Skotch frowns, the pendulum of live mouse–dead mouse swinging in him again. He doesn’t like the sound of that impacts their war. Because that makes Meece sound like a weapon and he’d almost convinced himself otherwise.
“But still,” Fischer continues philosophically, “you’ll see plenty livery on the streets right now. This district’s ripe to change hands. Reds’ve had it too long. Herr Bandit might want to be wary of what stones get turned over when the Grays come through here.”

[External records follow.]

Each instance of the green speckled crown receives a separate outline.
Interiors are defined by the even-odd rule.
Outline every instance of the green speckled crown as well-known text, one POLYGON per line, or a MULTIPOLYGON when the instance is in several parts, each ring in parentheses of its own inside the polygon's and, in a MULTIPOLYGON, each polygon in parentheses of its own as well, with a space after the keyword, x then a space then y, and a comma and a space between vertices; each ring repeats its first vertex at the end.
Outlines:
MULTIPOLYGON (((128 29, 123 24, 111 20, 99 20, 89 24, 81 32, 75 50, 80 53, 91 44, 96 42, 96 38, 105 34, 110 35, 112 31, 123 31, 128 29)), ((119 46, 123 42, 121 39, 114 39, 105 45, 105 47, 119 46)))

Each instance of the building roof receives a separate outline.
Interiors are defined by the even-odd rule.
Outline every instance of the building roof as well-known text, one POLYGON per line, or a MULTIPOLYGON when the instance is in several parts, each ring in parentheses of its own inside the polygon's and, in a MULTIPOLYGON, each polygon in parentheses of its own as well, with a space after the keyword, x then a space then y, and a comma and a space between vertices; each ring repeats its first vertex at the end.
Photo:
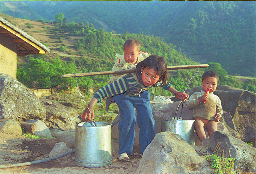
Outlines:
POLYGON ((0 17, 0 34, 11 38, 17 45, 18 56, 29 54, 44 54, 50 49, 45 45, 0 17))

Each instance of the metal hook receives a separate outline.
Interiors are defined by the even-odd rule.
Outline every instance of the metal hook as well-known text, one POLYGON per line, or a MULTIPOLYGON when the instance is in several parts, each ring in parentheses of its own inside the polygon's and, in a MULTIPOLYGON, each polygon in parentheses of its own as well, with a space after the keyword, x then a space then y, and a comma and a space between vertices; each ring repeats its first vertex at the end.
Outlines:
MULTIPOLYGON (((85 102, 85 101, 84 99, 84 96, 83 96, 83 95, 82 95, 82 94, 81 94, 81 93, 80 92, 80 91, 79 90, 79 87, 78 86, 78 84, 77 83, 77 80, 76 79, 76 73, 74 73, 74 77, 75 78, 75 79, 76 79, 76 87, 77 88, 77 91, 78 91, 78 93, 79 93, 79 94, 80 95, 81 95, 81 97, 82 97, 83 101, 85 103, 86 107, 87 108, 87 109, 88 109, 88 110, 89 110, 89 112, 90 113, 90 114, 91 114, 91 115, 92 116, 92 112, 91 112, 90 110, 89 109, 89 107, 88 107, 88 105, 87 105, 87 103, 86 103, 86 102, 85 102)), ((96 124, 96 123, 95 123, 95 121, 94 121, 94 119, 93 119, 93 121, 95 123, 95 124, 96 125, 96 126, 97 126, 97 124, 96 124)), ((92 123, 91 123, 91 124, 92 125, 92 123)), ((94 126, 93 125, 92 126, 94 126)))
POLYGON ((96 123, 95 122, 95 121, 94 121, 94 119, 93 118, 92 118, 92 120, 91 120, 91 124, 92 125, 92 127, 97 126, 97 124, 96 124, 96 123), (93 123, 94 123, 95 124, 95 126, 93 125, 93 124, 92 124, 93 123))

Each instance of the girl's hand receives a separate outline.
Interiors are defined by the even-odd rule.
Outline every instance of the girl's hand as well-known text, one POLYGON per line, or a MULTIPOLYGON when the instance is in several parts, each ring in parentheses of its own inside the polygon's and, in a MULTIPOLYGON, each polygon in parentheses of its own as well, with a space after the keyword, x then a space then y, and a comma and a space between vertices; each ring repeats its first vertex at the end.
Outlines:
POLYGON ((91 102, 88 104, 88 107, 86 107, 85 109, 80 115, 81 117, 84 121, 86 121, 87 120, 91 121, 91 119, 94 118, 94 110, 93 107, 95 104, 98 102, 98 100, 96 98, 93 97, 91 102), (91 111, 91 113, 90 113, 91 111))
POLYGON ((218 122, 220 119, 220 114, 217 114, 215 116, 214 121, 216 122, 218 122))
POLYGON ((208 100, 208 96, 207 96, 206 94, 204 94, 204 95, 198 99, 198 102, 202 102, 204 100, 206 100, 207 101, 207 100, 208 100))

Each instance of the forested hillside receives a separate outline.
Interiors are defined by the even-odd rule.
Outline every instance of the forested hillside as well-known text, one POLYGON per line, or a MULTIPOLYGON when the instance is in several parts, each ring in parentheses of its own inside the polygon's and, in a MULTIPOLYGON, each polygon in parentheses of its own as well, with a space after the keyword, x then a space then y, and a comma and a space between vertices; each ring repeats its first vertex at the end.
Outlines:
MULTIPOLYGON (((82 22, 68 23, 60 13, 55 16, 54 22, 22 19, 1 13, 0 15, 51 49, 50 53, 44 55, 19 57, 17 79, 29 87, 57 87, 60 90, 72 89, 76 86, 75 81, 73 78, 61 78, 62 75, 111 70, 115 54, 123 54, 124 44, 130 38, 140 41, 142 51, 164 57, 168 66, 200 64, 159 37, 131 34, 128 32, 123 34, 106 33, 101 28, 96 29, 88 22, 86 25, 82 22)), ((188 88, 201 85, 200 77, 204 71, 214 70, 220 76, 219 84, 256 92, 255 79, 238 82, 234 77, 228 76, 219 64, 208 64, 207 68, 199 70, 198 75, 192 79, 188 88)), ((170 82, 178 90, 183 91, 196 71, 191 69, 170 72, 170 82)), ((78 78, 78 80, 79 86, 86 92, 91 87, 98 89, 105 85, 109 78, 109 75, 96 76, 78 78)), ((154 95, 171 94, 159 90, 155 91, 154 95)))
POLYGON ((254 1, 2 1, 0 11, 44 21, 61 13, 106 32, 159 36, 196 61, 255 76, 254 1))

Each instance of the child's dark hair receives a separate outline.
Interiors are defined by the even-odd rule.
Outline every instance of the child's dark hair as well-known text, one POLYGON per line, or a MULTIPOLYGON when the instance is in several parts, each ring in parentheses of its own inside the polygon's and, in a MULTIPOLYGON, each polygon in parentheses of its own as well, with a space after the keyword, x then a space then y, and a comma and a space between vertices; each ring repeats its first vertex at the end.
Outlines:
POLYGON ((207 71, 204 72, 202 75, 202 81, 203 81, 204 79, 207 77, 215 77, 217 79, 217 82, 219 82, 219 76, 218 74, 213 71, 207 71))
MULTIPOLYGON (((157 72, 158 75, 160 77, 157 82, 162 82, 162 85, 164 86, 166 82, 169 81, 167 65, 165 59, 163 57, 157 55, 152 55, 137 64, 135 70, 135 74, 139 82, 141 79, 141 69, 147 68, 149 69, 153 68, 157 72)), ((154 84, 153 86, 156 86, 154 84)))
POLYGON ((140 51, 141 47, 140 43, 137 40, 133 39, 129 39, 125 41, 125 42, 124 42, 124 49, 126 47, 132 47, 133 46, 137 47, 137 50, 138 51, 140 51))

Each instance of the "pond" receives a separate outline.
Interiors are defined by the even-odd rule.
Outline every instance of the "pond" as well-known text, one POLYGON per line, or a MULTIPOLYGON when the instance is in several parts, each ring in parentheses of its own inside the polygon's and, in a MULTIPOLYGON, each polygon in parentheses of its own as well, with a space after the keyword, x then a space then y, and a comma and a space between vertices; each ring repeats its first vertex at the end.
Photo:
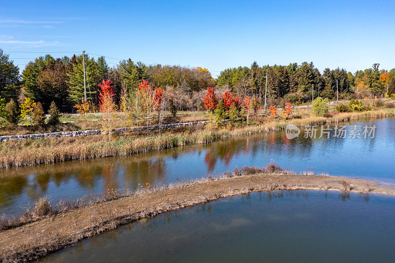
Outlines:
MULTIPOLYGON (((66 162, 0 170, 0 214, 20 213, 40 196, 53 203, 118 188, 201 177, 271 161, 295 173, 373 179, 395 183, 395 119, 345 123, 376 125, 374 138, 287 139, 285 131, 234 138, 122 157, 66 162)), ((317 134, 320 129, 318 127, 317 134)))
POLYGON ((42 261, 390 262, 395 215, 385 195, 254 192, 137 221, 42 261))

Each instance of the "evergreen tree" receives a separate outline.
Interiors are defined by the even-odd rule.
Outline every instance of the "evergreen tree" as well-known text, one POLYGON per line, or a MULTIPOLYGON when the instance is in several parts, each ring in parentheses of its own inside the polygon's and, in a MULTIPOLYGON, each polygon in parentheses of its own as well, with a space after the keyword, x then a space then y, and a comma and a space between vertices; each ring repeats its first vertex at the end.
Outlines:
POLYGON ((48 113, 50 115, 48 119, 48 124, 49 125, 52 126, 55 126, 60 122, 59 121, 60 113, 54 101, 52 101, 51 103, 51 106, 49 107, 49 111, 48 111, 48 113))
MULTIPOLYGON (((72 104, 76 104, 84 98, 83 59, 82 55, 76 58, 73 69, 67 73, 69 79, 69 100, 72 104)), ((93 58, 89 59, 85 55, 85 79, 86 87, 86 100, 97 101, 96 94, 97 82, 98 79, 97 66, 93 58)))
POLYGON ((0 48, 0 96, 8 101, 16 99, 19 84, 19 68, 0 48))

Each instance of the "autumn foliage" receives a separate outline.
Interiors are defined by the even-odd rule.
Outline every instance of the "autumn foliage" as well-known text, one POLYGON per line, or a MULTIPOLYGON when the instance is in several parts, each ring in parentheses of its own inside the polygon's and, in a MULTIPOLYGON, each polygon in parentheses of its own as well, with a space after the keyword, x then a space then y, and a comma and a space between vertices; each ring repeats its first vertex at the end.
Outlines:
POLYGON ((277 107, 276 106, 270 106, 269 107, 269 109, 270 110, 270 112, 271 113, 271 115, 272 117, 276 116, 276 112, 277 111, 277 107))
POLYGON ((81 99, 81 103, 76 104, 74 108, 77 109, 77 113, 85 116, 89 112, 89 101, 85 101, 83 98, 81 99))
POLYGON ((289 115, 292 112, 292 107, 291 107, 291 104, 289 102, 285 103, 285 112, 287 115, 289 115))
POLYGON ((207 93, 203 99, 204 107, 213 111, 218 105, 218 97, 214 92, 214 87, 207 87, 207 93))
POLYGON ((112 129, 113 112, 115 110, 115 103, 114 101, 114 93, 111 80, 103 80, 99 84, 101 88, 99 91, 99 106, 100 112, 103 113, 103 120, 105 122, 105 128, 108 130, 109 140, 111 141, 111 131, 112 129))

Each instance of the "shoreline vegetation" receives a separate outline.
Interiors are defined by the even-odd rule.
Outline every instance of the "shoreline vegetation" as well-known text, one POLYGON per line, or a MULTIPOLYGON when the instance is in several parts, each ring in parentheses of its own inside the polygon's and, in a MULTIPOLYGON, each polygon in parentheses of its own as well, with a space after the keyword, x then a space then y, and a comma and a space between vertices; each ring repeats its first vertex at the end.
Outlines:
POLYGON ((388 108, 362 112, 343 113, 329 117, 299 116, 290 120, 265 119, 243 126, 230 127, 206 125, 180 129, 161 135, 115 137, 111 142, 105 135, 92 137, 53 138, 44 140, 8 141, 0 145, 0 168, 50 164, 91 158, 121 156, 196 144, 208 144, 231 137, 279 131, 286 124, 296 126, 324 125, 350 120, 395 116, 395 111, 388 108))
POLYGON ((236 168, 232 172, 166 186, 146 186, 134 191, 111 190, 90 198, 61 200, 55 206, 43 198, 18 220, 2 218, 0 261, 37 259, 122 225, 227 196, 300 189, 341 191, 344 199, 349 198, 350 191, 395 194, 393 186, 361 179, 295 175, 271 163, 263 168, 236 168))

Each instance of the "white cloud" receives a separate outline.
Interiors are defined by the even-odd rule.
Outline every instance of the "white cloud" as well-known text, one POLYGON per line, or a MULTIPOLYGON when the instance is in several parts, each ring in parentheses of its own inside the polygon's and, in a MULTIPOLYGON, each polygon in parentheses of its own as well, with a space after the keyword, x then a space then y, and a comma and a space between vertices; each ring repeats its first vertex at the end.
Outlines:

“They won’t come here, though,” Skotch mutters, casting an eye up at the towering form of the Saint, currently dispensing pills to an injured squirrel.
The frog regards him, but then, by default, he’s constantly regarding almost everything around him. “Herr Bandit may remember his friends,” Fischer says. “In his time of need.”
And Skotch doesn’t think the Maulers are his friends, and he doesn’t know how damn needy he’d have to get to call on them.
Anarchists, after all. And sure, Skotch isn’t going to die on the hill of Gehirner life being sugar-sweet perfection, but he reckons if you rip out the foundations then you’ll never get anything to stand up straight after.
“Been nice chatting with you, Herr Fischer,” he says. “But don’t hold your breath.”